Every person is competent to be a witness except:

(A) Those of unsound mind, and children under ten years of age, who appear incapable of receiving just impressions of the facts and transactions respecting which they are examined, or of relating them truly.

(B) A spouse testifying against the other spouse charged with a crime except when either of the following applies:

(1) A crime against the testifying spouse or a child of either spouse is charged;

"(2) The testifying spouse elects to testify. * * *"

(Emphasis added.)

{¶ 27} Evid.R. 601 provides that every person is competent to be a witness with certain exceptions. One exception applies when one spouse testifies against another spouse charged with a crime. In the case at bar, the victim, Charlotte Harris, testified against her husband, Eric Turner, who was charged with burglary and theft. However, the evidence in the case at bar demonstrates that the testimony provided by Harris clearly fits within the exception in Evid.R. 601(B)(1). *Page 11

{¶ 28} In addition, Evid.R. 601(B) does not provide protection to spouses living separate and apart. State v. Bradley (1986),30 Ohio App.3d 181. In the case at bar, Harris testified that she moved away from appellant as early as December 13, 2005, that appellant did not move with her, and that she does not want to be with him anymore,3 all demonstrating sufficient evidence that Harris and appellant were living separate and apart at the time the crime was committed.

{¶ 29} Accordingly, we find that the lower court did not err by allowing the testimony of Harris.

{¶ 30} Appellant's third assignment of error is overruled.

{¶ 31} Judgment affirmed in part, reversed in part, and remanded to the lower court for further proceedings consistent with this opinion.

It is ordered that appellee and appellant share the costs herein taxed.

The court finds there were reasonable grounds for this appeal.

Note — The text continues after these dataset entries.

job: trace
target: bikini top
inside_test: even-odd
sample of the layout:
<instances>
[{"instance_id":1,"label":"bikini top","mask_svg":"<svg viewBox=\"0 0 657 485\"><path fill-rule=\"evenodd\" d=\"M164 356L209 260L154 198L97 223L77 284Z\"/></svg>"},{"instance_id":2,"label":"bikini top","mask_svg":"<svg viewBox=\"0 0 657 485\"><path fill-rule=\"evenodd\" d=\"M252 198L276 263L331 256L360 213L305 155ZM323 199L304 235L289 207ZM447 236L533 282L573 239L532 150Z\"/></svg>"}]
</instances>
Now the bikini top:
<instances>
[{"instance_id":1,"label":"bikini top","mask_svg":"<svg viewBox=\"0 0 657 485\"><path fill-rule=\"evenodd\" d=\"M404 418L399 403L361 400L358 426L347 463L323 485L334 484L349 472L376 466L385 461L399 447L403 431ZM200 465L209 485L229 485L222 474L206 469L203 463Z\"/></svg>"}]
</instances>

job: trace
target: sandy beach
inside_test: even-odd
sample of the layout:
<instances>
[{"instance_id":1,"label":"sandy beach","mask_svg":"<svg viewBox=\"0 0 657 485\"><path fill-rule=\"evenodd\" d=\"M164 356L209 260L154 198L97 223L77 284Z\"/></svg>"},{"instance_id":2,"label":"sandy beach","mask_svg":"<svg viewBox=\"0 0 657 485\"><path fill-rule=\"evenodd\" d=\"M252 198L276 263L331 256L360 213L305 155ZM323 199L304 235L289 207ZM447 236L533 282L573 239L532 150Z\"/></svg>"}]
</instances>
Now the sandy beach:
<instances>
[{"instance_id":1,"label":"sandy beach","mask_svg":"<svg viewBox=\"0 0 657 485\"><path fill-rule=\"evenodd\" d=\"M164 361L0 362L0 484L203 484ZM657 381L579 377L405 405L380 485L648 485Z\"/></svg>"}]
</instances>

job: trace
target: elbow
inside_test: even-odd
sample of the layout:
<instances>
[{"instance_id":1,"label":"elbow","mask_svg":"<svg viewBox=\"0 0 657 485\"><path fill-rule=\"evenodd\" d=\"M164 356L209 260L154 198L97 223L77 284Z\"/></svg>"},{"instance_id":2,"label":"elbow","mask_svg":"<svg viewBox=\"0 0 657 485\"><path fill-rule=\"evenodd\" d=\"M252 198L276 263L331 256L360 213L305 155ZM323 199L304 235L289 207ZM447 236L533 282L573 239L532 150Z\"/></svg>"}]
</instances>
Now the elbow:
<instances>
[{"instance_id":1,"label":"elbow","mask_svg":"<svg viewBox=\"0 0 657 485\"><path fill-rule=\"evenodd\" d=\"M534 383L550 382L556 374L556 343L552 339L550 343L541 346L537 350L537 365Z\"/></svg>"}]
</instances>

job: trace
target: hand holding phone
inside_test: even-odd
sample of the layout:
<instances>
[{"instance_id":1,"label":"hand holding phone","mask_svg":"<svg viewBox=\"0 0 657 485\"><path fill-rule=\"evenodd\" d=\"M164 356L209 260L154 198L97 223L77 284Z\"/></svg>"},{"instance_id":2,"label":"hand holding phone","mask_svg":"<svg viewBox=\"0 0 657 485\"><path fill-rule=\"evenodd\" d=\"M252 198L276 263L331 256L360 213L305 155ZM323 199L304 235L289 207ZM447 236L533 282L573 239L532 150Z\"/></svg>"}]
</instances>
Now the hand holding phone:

It is ordered that a special mandate be sent to said court to carry this judgment into execution.

A certified copy of this entry shall constitute the mandate pursuant to Rule 27 of the Rules of Appellate Procedure. *Page 12

MELODY J. STEWART, J., and MARY J. BOYLE, J., CONCUR

1 Tr. at p. 61.

2 See appellee's brief, p. 4. Note, also, that it is not necessary to prove the value of the property in count two, a misdemeanor theft offense.